Esta última visita se la conté al doctor Dimov que escuchó en silencio, hundidas las manos en los bolsillos de la bata blanca y sujetando en los labios el cigarrillo, y le expliqué la gran dificultad que tendríamos para encontrar a alguien en una ciudad cuya población fue removida y desplazada a causa del largo asedio, que duró tres años, y de la desbandada que se produjo cuando los vencedores entraron por sus calles y todo fue alterado, pero me pareció que se extrañaba de las precauciones que yo tomé al ir en busca de Cuevas, aunque someramente ya le dije lo peligroso que era, igual que no entendía, ciertas mañanas al salir juntos del laboratorio y quedar deslumbrados por la intensidad del sol, que una luz cegadora ocultara tantos asuntos reservados e indecibles, pues la realidad de un mundo como el nuestro, invadido de una especial dureza, pese al luminoso ambiente, a las falsas risas, al buen humor tantas veces forzado, era casi imposible que él la captara y yo siempre maldecía aquella luz y aquel calor hasta que un día me dijo algo así como que yo no podría marcharme y olvidar el país donde había nacido como tampoco se echa al olvido a la mujer a la que se consagra intenso amor, incluso si no llegó a querernos y jamás pudimos estrecharla en los brazos ni rozar, como máxima ilusión, la tibia prominencia de sus labios.
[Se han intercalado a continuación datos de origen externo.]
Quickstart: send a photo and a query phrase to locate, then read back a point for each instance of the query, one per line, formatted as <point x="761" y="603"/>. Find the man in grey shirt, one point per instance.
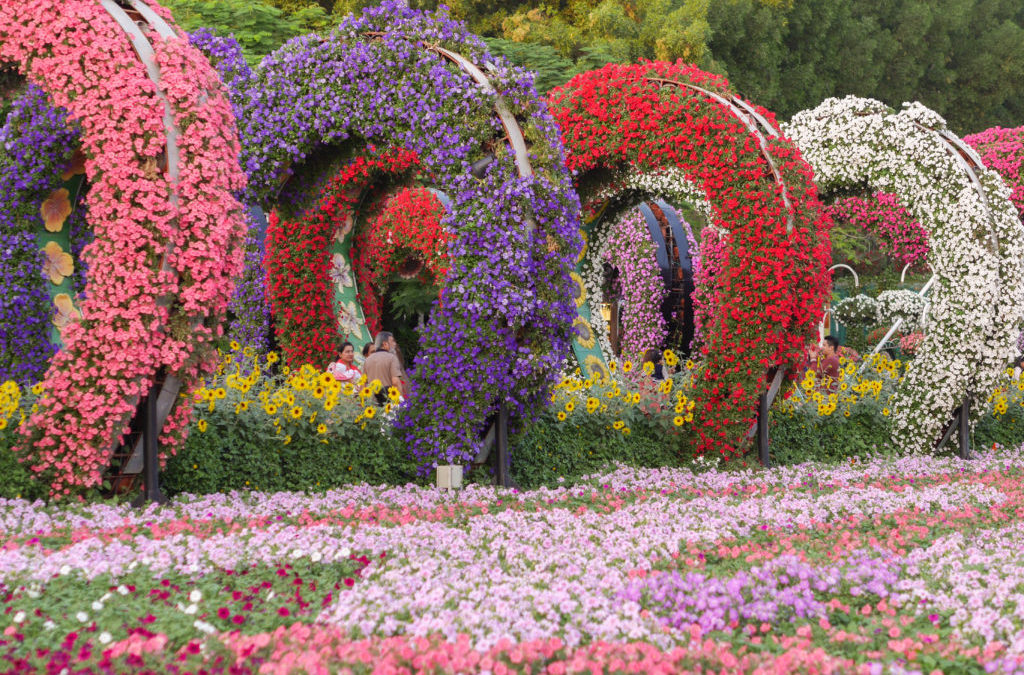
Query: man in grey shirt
<point x="383" y="365"/>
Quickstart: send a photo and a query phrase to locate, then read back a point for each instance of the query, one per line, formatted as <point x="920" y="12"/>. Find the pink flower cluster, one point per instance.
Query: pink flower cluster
<point x="1003" y="151"/>
<point x="899" y="235"/>
<point x="632" y="252"/>
<point x="164" y="255"/>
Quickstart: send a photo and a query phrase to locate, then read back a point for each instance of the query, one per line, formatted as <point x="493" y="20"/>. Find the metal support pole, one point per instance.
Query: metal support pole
<point x="965" y="428"/>
<point x="763" y="444"/>
<point x="502" y="475"/>
<point x="151" y="449"/>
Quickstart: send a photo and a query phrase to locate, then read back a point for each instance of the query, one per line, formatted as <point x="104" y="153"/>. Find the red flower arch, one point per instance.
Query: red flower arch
<point x="658" y="117"/>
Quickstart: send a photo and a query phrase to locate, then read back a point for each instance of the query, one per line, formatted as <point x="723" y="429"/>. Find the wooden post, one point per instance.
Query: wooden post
<point x="965" y="428"/>
<point x="502" y="475"/>
<point x="763" y="441"/>
<point x="151" y="448"/>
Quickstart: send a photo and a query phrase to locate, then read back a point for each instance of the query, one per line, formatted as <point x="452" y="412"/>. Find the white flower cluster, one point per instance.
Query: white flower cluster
<point x="857" y="310"/>
<point x="902" y="304"/>
<point x="976" y="248"/>
<point x="630" y="187"/>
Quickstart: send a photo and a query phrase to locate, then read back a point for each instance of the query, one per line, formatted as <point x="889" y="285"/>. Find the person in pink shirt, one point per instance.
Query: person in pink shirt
<point x="344" y="369"/>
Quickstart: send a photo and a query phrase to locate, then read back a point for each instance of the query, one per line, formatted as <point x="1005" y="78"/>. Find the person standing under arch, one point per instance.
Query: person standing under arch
<point x="384" y="366"/>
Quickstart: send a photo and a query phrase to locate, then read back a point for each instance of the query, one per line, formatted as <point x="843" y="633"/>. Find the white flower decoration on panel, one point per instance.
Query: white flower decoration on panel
<point x="976" y="247"/>
<point x="341" y="271"/>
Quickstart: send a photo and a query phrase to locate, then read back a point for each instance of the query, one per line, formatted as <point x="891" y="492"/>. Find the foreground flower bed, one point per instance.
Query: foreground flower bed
<point x="884" y="566"/>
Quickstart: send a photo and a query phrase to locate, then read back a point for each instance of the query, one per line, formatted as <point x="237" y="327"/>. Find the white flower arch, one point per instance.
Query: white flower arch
<point x="976" y="242"/>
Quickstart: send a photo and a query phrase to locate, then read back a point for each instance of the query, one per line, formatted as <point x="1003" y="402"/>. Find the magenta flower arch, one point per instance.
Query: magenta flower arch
<point x="167" y="234"/>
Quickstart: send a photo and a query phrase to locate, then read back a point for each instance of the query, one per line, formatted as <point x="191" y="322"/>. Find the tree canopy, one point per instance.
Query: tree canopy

Entonces hablábamos mucho de mujeres, de las novias que tuvimos en guerra a las que preferíamos no buscar porque acaso desconfiarían de nosotros, pero la necesidad de mujer era apremiante, más aún por ser huérfanos en una sociedad que nos había rechazado y negado todo afecto e incluso Javier se sentía huérfano y deseando tener algún cariño, incluso de padres bondadosos, y este desgarramiento le mantenía absorto en el enigma de por qué los suyos no eran así y no fueron el consejo vivo que es preciso, ni un modelo alentador; el padre repetía que no llegaría a nada y movía la cabeza con gesto abatido ante la evidente incapacidad del hijo, y la madre gimoteaba que le volverían a llevar a otra guerra, y por esta sensación de haber quedado abandonados, incluso de ideales, íbamos a los burdeles de la calle de San Marcos y yo más de una vez me encontré ante el ventanal del laboratorio, fijo en las lejanías pero prendido en el vestido de tela negra, los zapatos destruidos, las sucias manos de la gitana apenas entrevista, moldeada y acariciada en la imaginación, como un desnudo contemplado codiciosamente a través de prismáticos, que cuando éstos se dejan no tiene existencia próxima ni real y es una visión mágica indemostrable, y quizá era parecido el estado de ánimo de Dimov cuando fumaba y parecía hundido en una divagación, atraído por la llamada de alguna distante persona, perdida en las comarcas interiores, y sin volverse hacia mí comenzó a hablar de la ciudad donde vivió desde niño; en el sopor del ronroneo de los ventiladores le escuché sin prestar gran atención porque apenas me dirigía sus palabras, pero al poco rato lo que explicaba me atrajo, ya que describía una ciudad salpicada de lluvias, rodeada de aires puros, húmedos, que venían de próximas montañas y acaso sujetó más mi curiosidad porque yo solía pasar la mirada por el cielo metálico en espera de que aparecieran nubes y trajeran una tormenta para aplacar la sequía, los remolinos del calor, las luces deslumbrantes y nunca había pensado de qué ciudad venía, y aquel comentario que aludía a un episodio de su vida, sirvió para descubrirme amplios parques, calles tranquilas, tejados de zinc, unas veces cubiertos de nieve, otras veces brillantes de lluvia. Aquella ciudad se llamaba Sofía y allí había ido a vivir a los diez años con sus padres y allí había estudiado, y cuando se dio cuenta de que yo seguía su relato, me habló de ella minuciosamente.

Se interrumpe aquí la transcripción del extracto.